Monsanto rejected Johnson’s claim that Roundup caused his cancer.

Glyphosate works by inhibiting an enzyme that plants and bacteria use to make amino acids called EPSP synthase. Structurally, glyphosate resembles the chemical structure of the amino acid glycine. Because of its structural similarity to glycine, glyphosate binds the active site of the ESPS synthase enzyme that is critical for the production of aromatic amino acids.

Since plants must synthesize all the amino acids they need for protein production, inhibition of EPSP synthase by glyphosate makes the plant cells to starve for amino acids, causing the plants to die.

Glyphosate was discovered by Dr. John Franz of Monsanto in 1971 and released commercially in 1974. In 1983, RoundUp became the first pesticide with world-wide sales of over $1 billion, a position it has maintained since then.

Today, Monsanto’s Roundup is not the only glyphosate-based product available. Other glyphosate formulations are sold under brand names that include: Bronco, Glifonox, KleenUp, Ranger Pro, Rodeo and Weedoff. As of 2010, more than 750 glyphosate products were on the market.

Still, Roundup is the most commonly used herbicide in the world, and this case is the first of thousands seeking to hold Monsanto responsible for the health impacts of Roundup.

It has been three years since the World Health Organization classified glyphosate as a probable human carcinogen, but Roundup is still used widely and is sprayed near schools and parks.

Johnson
Dewayne “Lee” Johnson learns of the jury’s award. He had worked as a groundskeeper for the Benicia Unified School District in the San Francisco Bay area and has been diagnosed with non-Hodgkin lymphoma. (Photo by Josh Edelson / Pool Photo via AP)

The California jury’s ruling found that Monsanto’s Roundup and Ranger Pro products posed a “substantial danger” to consumers, and that Monsanto knew, or ought to have known, of the potential risks.

The case is the first of several similar complaints that could go to trial and represents a troublesome issue for Bayer, which closed its US$60 billion acquisition of Monsanto on June 7 after two years of negotiating.

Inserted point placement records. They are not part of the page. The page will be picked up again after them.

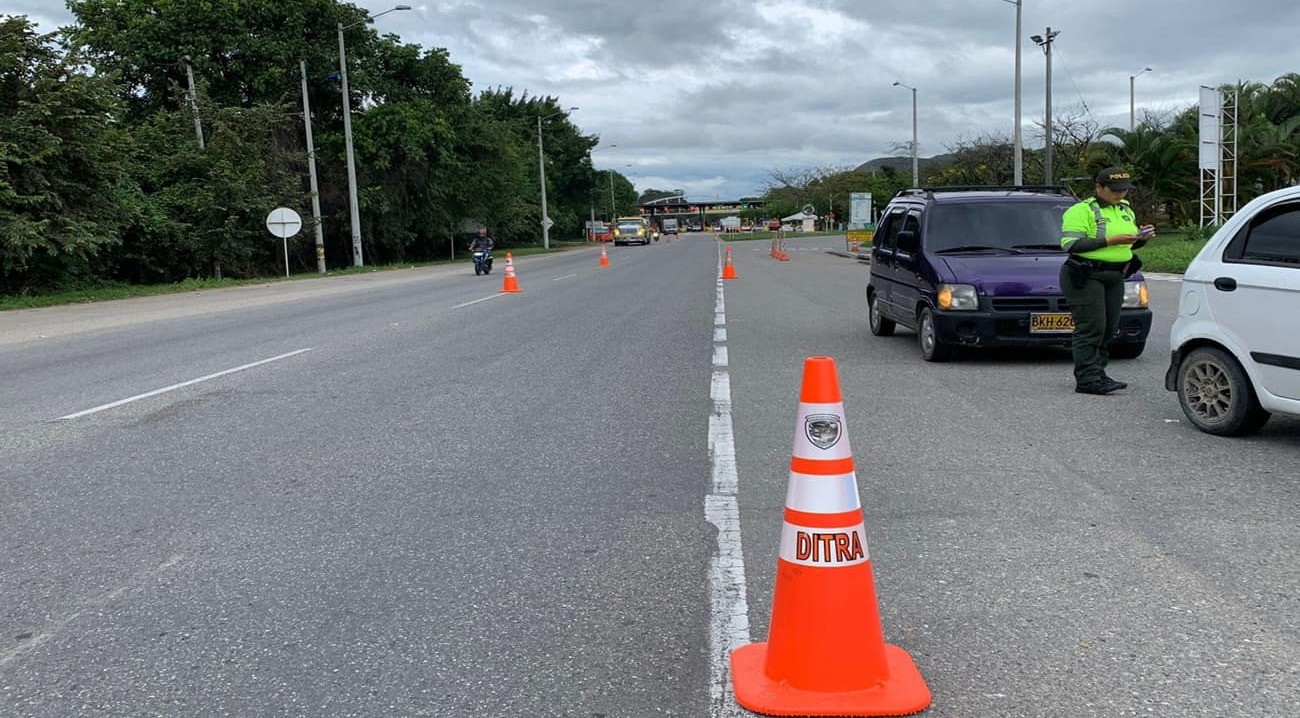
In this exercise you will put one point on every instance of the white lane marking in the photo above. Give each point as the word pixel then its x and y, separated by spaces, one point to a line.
pixel 174 386
pixel 719 393
pixel 728 622
pixel 728 626
pixel 476 301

Shares in the St. Louis-based Monsanto are no longer traded on the New York Stock Exchange, with Bayer now the sole owner of Monsanto Company. Monsanto shareholders are being paid US128 per share.

“Today is a great day: for our customers – farmers around the world whom we will be able to help secure and improve their harvests even better; for our shareholders, because this transaction has the potential to create significant value; and for consumers and broader society, because we will be even better placed to help the world’s farmers grow more healthy and affordable food in a sustainable manner,” said Werner Baumann, who chairs the Bayer Board of Management.

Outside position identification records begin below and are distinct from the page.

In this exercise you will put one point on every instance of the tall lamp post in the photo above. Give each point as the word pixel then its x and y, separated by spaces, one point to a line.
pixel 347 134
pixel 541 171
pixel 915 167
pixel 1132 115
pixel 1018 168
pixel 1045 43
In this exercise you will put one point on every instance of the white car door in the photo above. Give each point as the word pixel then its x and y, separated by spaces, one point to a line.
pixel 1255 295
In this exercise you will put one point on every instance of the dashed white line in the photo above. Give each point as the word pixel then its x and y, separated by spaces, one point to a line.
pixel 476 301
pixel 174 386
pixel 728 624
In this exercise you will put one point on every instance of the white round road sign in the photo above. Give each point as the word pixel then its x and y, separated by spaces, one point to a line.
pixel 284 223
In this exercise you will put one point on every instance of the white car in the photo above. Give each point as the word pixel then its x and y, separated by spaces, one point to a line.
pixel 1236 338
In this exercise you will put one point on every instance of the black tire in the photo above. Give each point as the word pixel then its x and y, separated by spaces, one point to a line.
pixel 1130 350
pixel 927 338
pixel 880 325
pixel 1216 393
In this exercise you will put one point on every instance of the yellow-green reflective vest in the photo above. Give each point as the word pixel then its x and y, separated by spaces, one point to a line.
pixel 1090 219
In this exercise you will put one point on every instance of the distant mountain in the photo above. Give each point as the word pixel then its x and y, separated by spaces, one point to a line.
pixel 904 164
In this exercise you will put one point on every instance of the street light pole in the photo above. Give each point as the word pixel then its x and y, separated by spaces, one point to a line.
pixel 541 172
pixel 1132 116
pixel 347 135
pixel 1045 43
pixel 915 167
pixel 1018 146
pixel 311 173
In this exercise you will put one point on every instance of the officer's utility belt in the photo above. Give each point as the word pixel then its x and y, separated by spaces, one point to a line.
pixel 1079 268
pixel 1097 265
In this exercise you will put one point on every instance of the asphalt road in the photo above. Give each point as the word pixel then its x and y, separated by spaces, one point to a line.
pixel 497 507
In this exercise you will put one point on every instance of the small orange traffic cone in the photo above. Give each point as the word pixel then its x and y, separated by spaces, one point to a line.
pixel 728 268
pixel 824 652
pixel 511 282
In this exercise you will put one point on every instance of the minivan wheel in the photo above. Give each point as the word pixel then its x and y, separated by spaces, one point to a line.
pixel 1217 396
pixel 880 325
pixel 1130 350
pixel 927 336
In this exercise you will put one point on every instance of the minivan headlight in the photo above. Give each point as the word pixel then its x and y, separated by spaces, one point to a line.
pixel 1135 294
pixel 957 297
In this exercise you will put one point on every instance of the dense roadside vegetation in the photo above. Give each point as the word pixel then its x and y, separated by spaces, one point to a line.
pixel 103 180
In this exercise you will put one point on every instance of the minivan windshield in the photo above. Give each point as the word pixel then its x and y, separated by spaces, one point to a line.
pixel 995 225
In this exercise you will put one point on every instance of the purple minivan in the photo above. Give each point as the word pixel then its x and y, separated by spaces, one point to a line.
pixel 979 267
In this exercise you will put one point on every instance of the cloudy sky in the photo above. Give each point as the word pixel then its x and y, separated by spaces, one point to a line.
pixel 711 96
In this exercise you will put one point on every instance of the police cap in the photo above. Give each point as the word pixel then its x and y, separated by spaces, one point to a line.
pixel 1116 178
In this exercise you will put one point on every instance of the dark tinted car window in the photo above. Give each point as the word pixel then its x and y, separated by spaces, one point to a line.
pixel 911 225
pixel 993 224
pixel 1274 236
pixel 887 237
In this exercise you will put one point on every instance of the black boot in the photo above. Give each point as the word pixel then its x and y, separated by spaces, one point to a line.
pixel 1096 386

“Our sustainability targets are as important to us as our financial targets. We aim to live up to the heightened responsibility that a leadership position in agriculture entails and to deepen our dialogue with society,” he said.

“Today’s closing represents an important milestone toward the vision of creating a leading agricultural company, supporting growers in their efforts to be more productive and sustainable for the benefit of our planet and consumers,” Hugh Grant, outgoing chairman and CEO of Monsanto, said on June 7. “I am proud of the path we have paved as Monsanto and look forward to the combined company helping move modern agriculture forward.”

The combined company expects to spend approximately $16 billion for R&D in agriculture over the next six years with at least half of this investment made in the United States. This is an investment in innovation and people that will create several thousand new high-tech, well-paying jobs after integration is complete.

Monsanto said that as of February it had a recorded liability of $254 million relating to various product claims and that it is aware of 5,200 plaintiffs who claim to have been injured by exposure to glyphospate-based products.

The company has previously said it could not estimate losses from the litigation.

The combined company will drop the name Monsanto to avoid identification with the legal and public relations troubles that encumber the Monsanto brand.